Volume penjualan kendaraan setrum di seluruh dunia dilaporkan melesat hingga 20 persen sepanjang tahun lalu. Berdasarkan laporan Global EV Outlook 2026 yang dirilis oleh International Energy Agency (IEA), total penjualan tersebut kini telah menembus angka lebih dari 20 juta unit.
Pencapaian tersebut menempatkan kendaraan listrik untuk mendominasi sekitar 25 persen dari akumulasi pasar mobil baru global, seperti dilansir dari Otomotif. Tren ini diprediksi masih akan terus menguat.
Adopsi teknologi ini tidak lagi terpusat di wilayah tertentu melainkan telah menyebar ke berbagai belahan dunia. Setidaknya terdapat sekitar 40 negara yang mencatat porsi mobil listrik minimal 10 persen dari total pasar kendaraan baru mereka.
Lembaga energi internasional tersebut memproyeksikan pergerakan positif ini tetap berlanjut pada periode berjalan. Penjualan mobil listrik global pada tahun 2026 diperkirakan mampu menyentuh 23 juta unit, atau mendekati 30 persen dari total pasar otomotif baru dunia.
Daya tarik kendaraan ini semakin menguat di tengah situasi perlambatan ekonomi serta ketidakpastian energi akibat ketegangan geopolitik. Efisiensi biaya operasional dan berkurangnya ketergantungan pada bahan bakar minyak menjadi faktor pendorong utama bagi konsumen.
"Penjualan mobil listrik mencetak rekor baru di hampir 100 negara tahun lalu," ujar Direktur Eksekutif IEA, Fatih Birol, dalam keterangan resmi, Rabu (20/5/2026).
"Meningkatnya popularitas kendaraan listrik telah menandai pergeseran besar bagi pasar mobil dan sistem energi secara keseluruhan – dan hal ini memberikan sedikit kelegaan di tengah guncangan pasokan minyak terbesar dalam sejarah," kata dia.

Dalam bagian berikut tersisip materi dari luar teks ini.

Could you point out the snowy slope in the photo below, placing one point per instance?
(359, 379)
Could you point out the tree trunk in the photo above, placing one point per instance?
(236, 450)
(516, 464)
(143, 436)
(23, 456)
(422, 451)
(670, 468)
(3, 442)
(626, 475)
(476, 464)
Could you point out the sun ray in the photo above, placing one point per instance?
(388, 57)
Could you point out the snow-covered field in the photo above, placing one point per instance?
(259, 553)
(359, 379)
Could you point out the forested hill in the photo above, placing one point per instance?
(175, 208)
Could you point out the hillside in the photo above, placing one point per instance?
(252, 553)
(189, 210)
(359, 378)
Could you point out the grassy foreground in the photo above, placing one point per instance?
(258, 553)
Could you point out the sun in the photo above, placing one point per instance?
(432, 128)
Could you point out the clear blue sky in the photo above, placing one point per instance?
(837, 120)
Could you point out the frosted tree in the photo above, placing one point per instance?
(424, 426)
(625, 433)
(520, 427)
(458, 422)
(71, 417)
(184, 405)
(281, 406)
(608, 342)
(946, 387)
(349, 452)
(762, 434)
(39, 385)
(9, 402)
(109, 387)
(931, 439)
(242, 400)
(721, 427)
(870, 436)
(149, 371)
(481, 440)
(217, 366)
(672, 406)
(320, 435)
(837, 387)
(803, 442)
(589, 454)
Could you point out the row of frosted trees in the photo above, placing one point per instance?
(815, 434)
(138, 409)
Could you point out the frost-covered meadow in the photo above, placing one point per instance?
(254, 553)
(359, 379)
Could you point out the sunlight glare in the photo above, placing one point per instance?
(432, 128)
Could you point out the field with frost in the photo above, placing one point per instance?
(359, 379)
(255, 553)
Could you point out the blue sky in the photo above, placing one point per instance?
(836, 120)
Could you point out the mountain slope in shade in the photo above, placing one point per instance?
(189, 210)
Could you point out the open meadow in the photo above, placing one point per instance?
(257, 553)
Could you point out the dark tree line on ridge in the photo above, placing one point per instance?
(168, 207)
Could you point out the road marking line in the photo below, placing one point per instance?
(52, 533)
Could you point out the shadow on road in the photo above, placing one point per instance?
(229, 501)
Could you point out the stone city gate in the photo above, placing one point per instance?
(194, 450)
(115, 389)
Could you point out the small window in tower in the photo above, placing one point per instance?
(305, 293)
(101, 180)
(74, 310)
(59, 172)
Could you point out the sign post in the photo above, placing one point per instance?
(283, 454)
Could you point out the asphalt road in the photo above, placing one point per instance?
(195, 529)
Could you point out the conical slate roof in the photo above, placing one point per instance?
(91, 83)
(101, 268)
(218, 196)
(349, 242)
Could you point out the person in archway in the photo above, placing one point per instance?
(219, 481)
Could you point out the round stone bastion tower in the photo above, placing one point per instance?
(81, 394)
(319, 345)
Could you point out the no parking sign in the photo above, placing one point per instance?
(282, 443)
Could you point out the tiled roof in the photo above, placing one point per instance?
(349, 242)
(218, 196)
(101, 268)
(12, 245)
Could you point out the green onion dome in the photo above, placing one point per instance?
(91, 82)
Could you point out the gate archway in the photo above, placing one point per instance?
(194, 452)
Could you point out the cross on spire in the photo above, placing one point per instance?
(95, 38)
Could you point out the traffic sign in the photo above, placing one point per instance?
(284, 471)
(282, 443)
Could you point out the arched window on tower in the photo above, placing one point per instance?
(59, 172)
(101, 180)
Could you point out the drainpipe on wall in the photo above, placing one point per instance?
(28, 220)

Dominasi dan Kendali Rantai Pasok China
Negara Tirai Bambu memegang kendali paling kuat dalam perkembangan industri kendaraan listrik secara global. Pabrikan otomotif asal China dilaporkan menyuplai sekitar 60 persen dari seluruh unit mobil listrik yang terserap pasar dunia sepanjang tahun lalu.
Kawasan ini juga mengukuhkan posisi sebagai pusat manufaktur utama. Dari total produksi global yang mencapai hampir 22 juta unit pada tahun lalu, sekitar tiga perempat dari kapasitas tersebut berlokasi di China.
Sektor ekspor dari negara tersebut mengalami peningkatan dua kali lipat hingga melewati angka 2,5 juta unit berkat kapasitas produksi skala besar. Penetrasi produk mereka kini semakin intensif menyasar pasar negara berkembang, khususnya Asia Tenggara.
Data dari lembaga tersebut menunjukkan bahwa di luar kawasan China, Eropa, dan Amerika Serikat, porsi penjualan produk asal negara Asia Timur ini mencapai 55 persen. Angka ini melonjak tajam dibanding lima tahun lalu yang masih berada di bawah 5 persen.
Kekuatan tersebut didukung oleh penguasaan rantai pasok komponen esensial, di mana negara itu mengontrol lebih dari 80 persen produksi sel baterai dunia beserta material utamanya. Situasi ini mendorong para produsen seperti BYD, Wuling Motors, hingga Chery semakin agresif memperluas pasar di Indonesia.
"Ke depannya, penurunan harga baterai yang telah kita lihat dan potensi respons kebijakan terhadap krisis energi global saat ini akan memberikan momentum lebih lanjut di pasar kendaraan listrik," ujarnya.